The first moratorium on the so-called ‘accumulative part’ of pension contributions was introduced in the second half of 2013. As a result, 550 billion rubles’ worth of contributions never reached non-state pension management funds and Vnesheconombank, an absence that “the banking sector and corporations have already felt” on the market, according to deputy head of the Pallada Asset Management investment company Alexander Baranov. “The ‘cost’ of money has risen: Internal refinancing has become more expensive,” says Baranov. This has resulted in a devaluation of the ruble and a sharp rise in foreign exchange rates. The negative effects are already being felt by ordinary Russians: At the end of last year, minimal interest rates for individuals started at 8 percent, whereas in 2014 loans have become 2 percent more expensive, with interest rates starting at 10 percent. This year’s situation will be further exacerbated by the departure of foreign investors, Baranov adds. Who will miss out on pension investment? The mechanism for investing pension contributions envisages that the money, via asset management firms, is invested mainly in equity in major Russian companies, government and corporate bonds, or is deposited with major banks. The segment of pension contributions destined for accumulation funds formerly went to the state development institute – Vnesheconombank (VEB), which acts as the state management company – and non-state pension funds in nearly equal parts. At the start of the year, VEB had some 1,000 billion rubles ($27.7 billion) in pension contributions, with a further 1,100 billion rubles ($30.5 billion) managed by non-state pension funds (NPFs). The main difference between these two options is that VEB invests pension savings into the most reliable instruments, which do not offer a very high yield, whereas NPFs can invest in less reliable instruments (see infographic). “Unlike the state management company, an NPF can afford greater risks and therefore get a higher yield,” explains Alexander Baranov. Between 2009 and 2013, NPFs’ return on pension assets was almost twice as high as that achieved by VEB.

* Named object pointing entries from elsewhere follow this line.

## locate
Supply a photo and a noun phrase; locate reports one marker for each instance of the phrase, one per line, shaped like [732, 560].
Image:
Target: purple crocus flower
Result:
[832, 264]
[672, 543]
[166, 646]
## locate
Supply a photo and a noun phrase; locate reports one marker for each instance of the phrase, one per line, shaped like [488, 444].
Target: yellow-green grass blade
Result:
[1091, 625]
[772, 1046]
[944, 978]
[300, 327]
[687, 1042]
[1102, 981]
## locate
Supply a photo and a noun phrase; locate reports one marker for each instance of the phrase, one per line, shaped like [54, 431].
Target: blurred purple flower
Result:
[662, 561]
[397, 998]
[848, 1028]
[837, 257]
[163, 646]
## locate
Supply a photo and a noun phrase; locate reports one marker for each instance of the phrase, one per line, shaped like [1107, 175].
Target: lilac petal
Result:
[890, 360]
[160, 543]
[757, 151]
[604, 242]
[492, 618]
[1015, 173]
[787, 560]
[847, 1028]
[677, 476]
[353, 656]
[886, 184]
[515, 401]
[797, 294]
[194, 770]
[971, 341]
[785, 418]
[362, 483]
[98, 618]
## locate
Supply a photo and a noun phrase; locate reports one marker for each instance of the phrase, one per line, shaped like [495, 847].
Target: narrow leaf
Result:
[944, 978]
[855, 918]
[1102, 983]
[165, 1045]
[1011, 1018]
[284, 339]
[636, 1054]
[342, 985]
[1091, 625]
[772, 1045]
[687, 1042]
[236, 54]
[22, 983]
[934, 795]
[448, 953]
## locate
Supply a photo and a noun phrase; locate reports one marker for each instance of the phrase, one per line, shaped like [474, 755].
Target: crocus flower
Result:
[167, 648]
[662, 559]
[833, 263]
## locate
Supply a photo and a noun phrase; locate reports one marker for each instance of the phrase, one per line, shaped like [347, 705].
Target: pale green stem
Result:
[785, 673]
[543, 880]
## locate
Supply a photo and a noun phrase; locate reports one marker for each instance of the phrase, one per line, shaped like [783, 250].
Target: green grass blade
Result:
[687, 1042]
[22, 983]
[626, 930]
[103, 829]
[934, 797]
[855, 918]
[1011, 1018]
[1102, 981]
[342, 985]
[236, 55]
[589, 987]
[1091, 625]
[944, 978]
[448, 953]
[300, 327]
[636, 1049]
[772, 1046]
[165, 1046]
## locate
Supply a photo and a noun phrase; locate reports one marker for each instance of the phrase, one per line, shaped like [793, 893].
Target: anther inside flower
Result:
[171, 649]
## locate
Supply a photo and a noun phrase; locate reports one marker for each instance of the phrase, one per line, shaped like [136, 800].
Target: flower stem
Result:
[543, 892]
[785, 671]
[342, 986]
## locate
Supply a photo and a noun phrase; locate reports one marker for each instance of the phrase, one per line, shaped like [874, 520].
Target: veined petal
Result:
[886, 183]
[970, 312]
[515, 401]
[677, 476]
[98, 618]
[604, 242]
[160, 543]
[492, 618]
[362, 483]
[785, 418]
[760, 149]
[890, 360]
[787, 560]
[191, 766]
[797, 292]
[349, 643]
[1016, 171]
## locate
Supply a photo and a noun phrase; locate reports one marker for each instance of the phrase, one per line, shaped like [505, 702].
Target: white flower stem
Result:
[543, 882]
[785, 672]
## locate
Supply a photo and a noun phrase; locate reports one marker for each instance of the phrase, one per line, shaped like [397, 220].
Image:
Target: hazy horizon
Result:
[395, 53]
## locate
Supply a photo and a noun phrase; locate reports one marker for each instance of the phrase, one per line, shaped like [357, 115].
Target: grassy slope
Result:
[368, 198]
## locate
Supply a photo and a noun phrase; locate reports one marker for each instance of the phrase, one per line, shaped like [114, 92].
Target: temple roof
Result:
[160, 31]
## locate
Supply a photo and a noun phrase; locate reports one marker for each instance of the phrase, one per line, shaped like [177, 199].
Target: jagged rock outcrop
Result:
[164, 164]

The list of companies that non-state pension funds invest in includes Russia’s major energy holding company RusHydro, the state nanotechnology corporation Rosnano, and mobile phone retailers Evroset and Svyaznoy. Now the government intends to extend the moratorium on the accumulative segment of pension savings to 2014 contributions too. In other words, the financial market will suffer a total investment shortfall of 650-700 billion rubles, or nearly 1 percent of Russia’s GDP. “This will result in the cost of loans and debt refinancing growing in 2015 for banks and corporations, for the federal and regional finance ministries. It is hard to estimate the exact figure that they will have to pay extra, but it will be comparable with the amount of frozen funds, i.e. the very same 700 billion rubles or maybe even more,” Baranov says, predicting the potential consequences. The freezing of transfers into pension funds has been undertaken in other countries in the past. For example, Hungary opted out of the accumulative system in 2011, while in 2010-2011 there were no payments into the accumulative segment of pensions in Estonia, and in Slovakia the amount of accumulative payments was reduced from 9 to 4 percent. There is also a practice of voluntarily funded programs in which the employer and the employee independently form a pension accumulation fund. The Ministry of Labor confirmed to RBTH that the decision had taken global experience into account. The ministry also noted that non-government funds had proven themselves not to be a particularly effective instrument: Interest earned on investments was, on average, below the rate of inflation. The accumulative segment is to be made voluntary in the future, says the Ministry of Labor.